En el relato evangélico que hemos escuchado, después del sobresalto que les había producido el anuncio de María Magdalena, Pedro y el otro discípulo corren al sepulcro, éste, más joven, llega primero, pero no entra, deja que lo haga Pedro. El que ha de dar oficialmente el anuncio de la resurrección es Pedro, puesto que a él, como primero de los apóstoles, le puso Jesús al frente de la Iglesia.

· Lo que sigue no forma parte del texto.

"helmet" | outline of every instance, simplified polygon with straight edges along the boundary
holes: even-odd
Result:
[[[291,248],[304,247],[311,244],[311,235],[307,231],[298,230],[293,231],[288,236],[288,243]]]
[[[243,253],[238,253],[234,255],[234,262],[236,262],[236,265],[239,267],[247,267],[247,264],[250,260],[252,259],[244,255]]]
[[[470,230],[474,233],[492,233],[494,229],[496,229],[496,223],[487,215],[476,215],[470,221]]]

El anuncio de la resurrección no se basa en pruebas materiales irrefutables, de hecho los dos discípulos, como la Magdalena, lo que ven es el sepulcro vacío, “las vendas en el suelo y el sudario con que la habían cubierto la cabeza, no por el suelo con las vendas, sino enrollado en un sitio aparte”. Estas señales son las que suscitan la fe de los discípulos, “pues hasta entonces no habían entendido la Escritura, que él había de resucitar de entre los muertos”.
La resurrección es un acontecimiento absolutamente divino que sólo podemos aceptarla en la fe, por eso he dicho antes que todo el edificio de la fe cristiana se sustenta sobre la resurrección, el primer acto de fe, que funda todo lo demás, es la confesión de que Cristo ha resucitado. Entonces, ¿qué clase de fe es la de algunos que dicen creer en Dios pero no en la resurrección de los muertos? San Pablo lo deja bien claro: si no hay resurrección de los muertos “tampoco Cristo ha resucitado. Y si Cristo no ha resucitado, vuestra fe carece de sentido. Si nuestra esperanza en Cristo no va más allá de esta vida, somos los más miserables de todos los hombres”. Pero no, Cristo ha resucitado (1Cor15, 16s). Y la conclusión práctica que saca el Apóstol es a poner la mirada en los bienes que la resurrección de Cristo nos ha alcanzado: “los bienes de allá arriba, donde está Cristo, sentado a la derecha de Dios; aspirad a los bienes de allá arriba, no a los de la tierra”. Si nuestro destino es la resurrección, la vida en Dios para siempre, la invitación del Apóstol a mirar hacia arriba, a no dejarnos atrapar por lazos y trampas de este mundo, no debería caer en saco roto. Es lo que hemos pedido en la oración de esta misa: “Señor, Dios, concede a los que celebramos la solemnidad de la resurrección de Jesucristo, ser renovados por tu Espíritu para resucitar en el reino de la luz y de la vida”. Amén. Aleluya.